BERLIN (Reuters) - Germany’s 30 top companies set voluntary targets on Monday to raise the number of women in leadership positions, in the hope of averting legally imposed quotas as a campaign to smash the glass ceiling gains momentum.
While the political leader of Europe’s largest economy is a woman, corporate management is still heavily dominated by men. There was not a single woman on the management board of a blue-chip firm until 2008, and today only 3.7 percent of top German managers are female.
Chancellor Angela Merkel’s cabinet is at odds over whether legislation is the right tool to help women penetrate the commanding heights of business. Both Family Affairs Minister Kristina Schroeder and Merkel have so far rejected the idea of setting a legal quota.
Schroeder welcomed Monday’s voluntary targets as serious progress, but Labour Minister Ursula von der Leyen called them “insufficient” and suggested a legal quota may be necessary.
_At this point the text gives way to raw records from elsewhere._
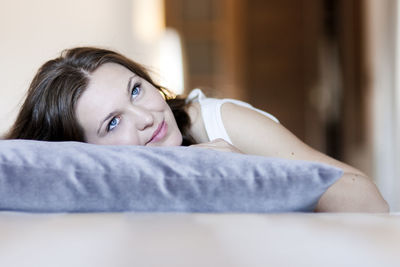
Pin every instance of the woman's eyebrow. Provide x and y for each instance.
(128, 88)
(112, 114)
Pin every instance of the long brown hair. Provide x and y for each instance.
(48, 112)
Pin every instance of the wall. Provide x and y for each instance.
(32, 32)
(383, 127)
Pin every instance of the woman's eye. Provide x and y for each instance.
(113, 123)
(135, 90)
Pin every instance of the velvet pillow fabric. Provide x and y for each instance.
(37, 176)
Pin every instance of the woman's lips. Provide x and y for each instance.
(159, 133)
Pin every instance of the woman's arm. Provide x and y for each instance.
(254, 133)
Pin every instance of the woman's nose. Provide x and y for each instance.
(142, 117)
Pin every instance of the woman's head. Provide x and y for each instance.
(97, 96)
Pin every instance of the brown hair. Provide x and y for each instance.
(48, 112)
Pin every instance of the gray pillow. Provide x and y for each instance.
(37, 176)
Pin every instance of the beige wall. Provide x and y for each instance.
(33, 31)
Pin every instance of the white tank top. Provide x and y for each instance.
(211, 113)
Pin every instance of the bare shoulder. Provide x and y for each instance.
(197, 128)
(255, 133)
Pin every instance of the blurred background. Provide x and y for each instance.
(328, 69)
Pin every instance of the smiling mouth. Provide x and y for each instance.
(159, 133)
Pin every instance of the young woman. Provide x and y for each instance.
(101, 97)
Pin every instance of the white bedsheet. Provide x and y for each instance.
(127, 239)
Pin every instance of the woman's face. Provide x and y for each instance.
(121, 108)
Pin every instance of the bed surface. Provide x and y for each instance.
(128, 239)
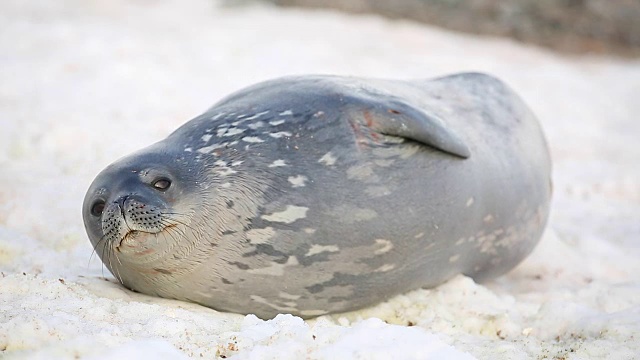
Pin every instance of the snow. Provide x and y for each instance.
(83, 83)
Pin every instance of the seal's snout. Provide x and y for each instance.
(130, 213)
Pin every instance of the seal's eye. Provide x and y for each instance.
(162, 184)
(97, 208)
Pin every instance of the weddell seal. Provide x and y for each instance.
(318, 194)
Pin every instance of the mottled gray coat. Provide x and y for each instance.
(317, 194)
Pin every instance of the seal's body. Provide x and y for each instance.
(312, 195)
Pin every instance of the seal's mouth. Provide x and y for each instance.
(131, 236)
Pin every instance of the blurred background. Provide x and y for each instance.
(572, 26)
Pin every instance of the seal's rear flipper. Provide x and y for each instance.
(397, 118)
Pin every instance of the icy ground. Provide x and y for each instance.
(85, 82)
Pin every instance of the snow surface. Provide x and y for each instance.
(85, 82)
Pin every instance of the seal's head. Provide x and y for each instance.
(138, 210)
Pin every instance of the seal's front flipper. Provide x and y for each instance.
(397, 118)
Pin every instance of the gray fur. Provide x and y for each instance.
(317, 194)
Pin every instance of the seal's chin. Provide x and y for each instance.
(135, 240)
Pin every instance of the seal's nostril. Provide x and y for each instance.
(97, 208)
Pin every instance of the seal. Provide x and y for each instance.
(319, 194)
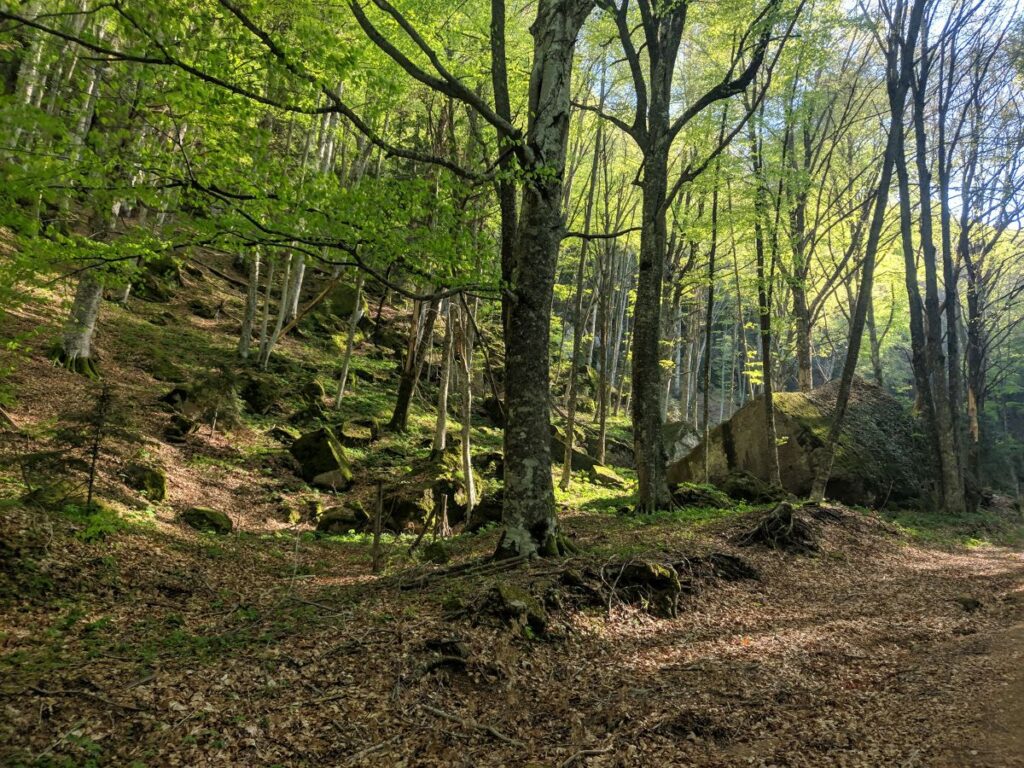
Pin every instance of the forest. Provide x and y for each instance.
(544, 383)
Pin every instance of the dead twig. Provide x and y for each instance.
(473, 724)
(584, 754)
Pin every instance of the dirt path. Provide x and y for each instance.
(1001, 737)
(170, 650)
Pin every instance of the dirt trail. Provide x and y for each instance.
(1003, 726)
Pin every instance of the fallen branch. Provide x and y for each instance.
(86, 694)
(473, 724)
(584, 754)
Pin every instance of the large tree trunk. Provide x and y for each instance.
(353, 322)
(76, 342)
(252, 304)
(440, 425)
(578, 318)
(652, 493)
(528, 514)
(897, 85)
(411, 374)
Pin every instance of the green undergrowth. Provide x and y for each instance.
(981, 528)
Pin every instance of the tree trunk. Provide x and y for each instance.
(76, 343)
(466, 397)
(528, 514)
(411, 375)
(440, 425)
(252, 304)
(353, 322)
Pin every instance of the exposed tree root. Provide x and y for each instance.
(782, 528)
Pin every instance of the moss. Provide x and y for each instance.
(211, 520)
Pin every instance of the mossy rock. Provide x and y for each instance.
(601, 475)
(206, 519)
(261, 393)
(322, 460)
(654, 585)
(204, 309)
(436, 552)
(699, 495)
(148, 480)
(339, 520)
(879, 457)
(517, 606)
(55, 494)
(342, 300)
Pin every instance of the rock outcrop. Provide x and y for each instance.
(879, 458)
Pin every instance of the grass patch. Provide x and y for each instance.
(982, 528)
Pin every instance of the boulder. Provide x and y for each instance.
(342, 519)
(601, 475)
(322, 460)
(437, 552)
(148, 480)
(699, 495)
(581, 461)
(204, 518)
(261, 393)
(679, 438)
(879, 457)
(358, 432)
(341, 301)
Some other European countries, such as Norway, France and Spain, require top listed companies by law to ensure at least a third of top management is female.
Germany’s blue-chip companies, listed on the DAX index, published striking data on the representation of women at leadership levels as well as the new targets.
“We will let ourselves be publicly assessed year by year on what we have actually achieved,” said BMW’s personnel manager Harald Krueger, on behalf of firms in the DAX index.
In March, Germany’s blue-chip companies agreed to set voluntary targets to boost the number of women at management levels and on Monday, they published their concrete aims, varying from company to company.
Sporting goods maker Adidas set itself the most ambitious target of 32-35 percent leadership positions going to women by 2015. Some 48 percent of its staff are women.
Healthcare conglomerate Fresenius was the only company to refuse to set a numerical target, saying it would “continue to make qualification and not gender or other personal attributes the criterion for selecting staff.”
Some 71 percent of the company’s German staff are women, while 19.1 percent of its German leadership positions are held by women. The firm said it would continue to raise this level.
Von der Leyen noted that the blue-chip firms did not propose targets for raising the proportion of women at the very top executive levels — currently just 3.7 percent.
“This is a seriously below-grade number for the 21st century, it just cannot continue like this,” she said.
Monday’s data threw up some striking numbers. While 61.2 percent of retailer Metro’s German staff are women, just 14.9 percent of leaders are women.